Rolling back to a known-good state is the safe approach

Absolutely.

However, they rollback should be atomic, which means all pieces of the infrastructure/code should be rolled back to a known-good-state.

When I said "gymnastics", I meant for rolling back one piece of code, only to find incompatibility with other pieces.

I do not intend to judge them, knowing its difficult not to panic in the difficult emergency situation, but not working effect out on paper (or not knowing, which versions of software components are inter-compatible), before actually doing it on code, look pretty novice to me, for a company of heroku's scale.

I really hope this is not an unfair criticism. (handling emergencies are difficult)


The trouble is that they have messaging servers, a routing mesh, and caching servers which are all loosely coupled and deployed on separate boxes. They could take down all dozens of pieces of their infrastructure and roll them all back to wherever they were on that previous date, but this is not better for several reasons:

1) it take much longer than just rebooting the isolated service. Can you imagine Google shutting down every one of their multi-million boxes, rolling them back to a previous state and spinning them up again?

2) they'd still be at risk for incompatibilities with their databases, etc. the problem with unexpected imcomptabilities is that they're unexpected.


All I am trying to say, it only makes sense to do/know effect analysis of your changes, before actually doing it.

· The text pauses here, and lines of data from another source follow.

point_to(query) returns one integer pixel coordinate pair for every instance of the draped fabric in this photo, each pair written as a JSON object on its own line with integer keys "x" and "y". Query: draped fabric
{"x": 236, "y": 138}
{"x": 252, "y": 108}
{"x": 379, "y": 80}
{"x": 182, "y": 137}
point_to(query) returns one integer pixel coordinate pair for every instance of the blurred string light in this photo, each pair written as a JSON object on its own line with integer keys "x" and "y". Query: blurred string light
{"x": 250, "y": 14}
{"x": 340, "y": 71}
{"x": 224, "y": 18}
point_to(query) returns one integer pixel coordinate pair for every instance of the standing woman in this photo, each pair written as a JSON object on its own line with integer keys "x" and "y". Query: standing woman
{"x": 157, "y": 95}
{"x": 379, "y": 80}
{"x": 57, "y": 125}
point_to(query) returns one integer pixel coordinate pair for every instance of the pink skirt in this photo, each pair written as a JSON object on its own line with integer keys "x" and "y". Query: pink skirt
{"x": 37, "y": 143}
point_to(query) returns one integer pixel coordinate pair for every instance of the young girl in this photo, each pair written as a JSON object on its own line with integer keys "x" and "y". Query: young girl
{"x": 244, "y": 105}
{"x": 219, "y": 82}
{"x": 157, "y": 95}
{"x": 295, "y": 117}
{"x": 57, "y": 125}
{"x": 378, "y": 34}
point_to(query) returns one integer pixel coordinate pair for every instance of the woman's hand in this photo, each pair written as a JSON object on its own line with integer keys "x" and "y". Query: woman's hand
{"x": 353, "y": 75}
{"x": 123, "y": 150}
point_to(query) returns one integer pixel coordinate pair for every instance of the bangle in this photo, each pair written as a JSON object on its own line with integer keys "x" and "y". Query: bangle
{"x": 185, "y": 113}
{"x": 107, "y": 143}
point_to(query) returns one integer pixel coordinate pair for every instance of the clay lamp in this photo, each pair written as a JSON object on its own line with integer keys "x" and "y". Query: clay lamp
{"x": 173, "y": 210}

I fail to see, why they need to revert a piece of code, and then realize, OMG... this version of code does not fit well with the rest of architecture, now change it back.

1.) I do not expect Google (or even a small shop, like my place) to revert any piece of code which is not affected.

I, HOWEVER, expect to know what changes I am EXACTLY doing, and what to EXPECT after the changes.

(It should not be black magic, for historical code).

2.) I fail to understand this, why should this the case for older code? I can understand some tricky/edge/minor cases, but whether the architecture/database etc. (major compatibility) is compatible or not, should be possible to calculate BEFORE doing the changes.

I hope I am not over-trivializing the issue, but I still cannot get my head over the approach.


To me, it sounds like they rolled one software component back to a known working version.

That's not unreasonable. And doesn't sound like "a lot of unnecessary version control gymnastics" to me.

Of course, the problem was that the version they rolled back to was incompatible with the current version of their other services.


How is rolling back one of software component, without knowing/calculating whether it will "play nice" with the rest of the architecture/services is acceptable/reasonable?

Am I missing something here, please let me know?


Since what they had was already broken and customers were down, they probably didn't have the hours it would take to correctly verify the older version of the broken component would work with the rest of their system.


They ended up reverting and undoing revert due to non-verification. Also, paper calculations to be certain about the effects, are not supposed to take a lot of time.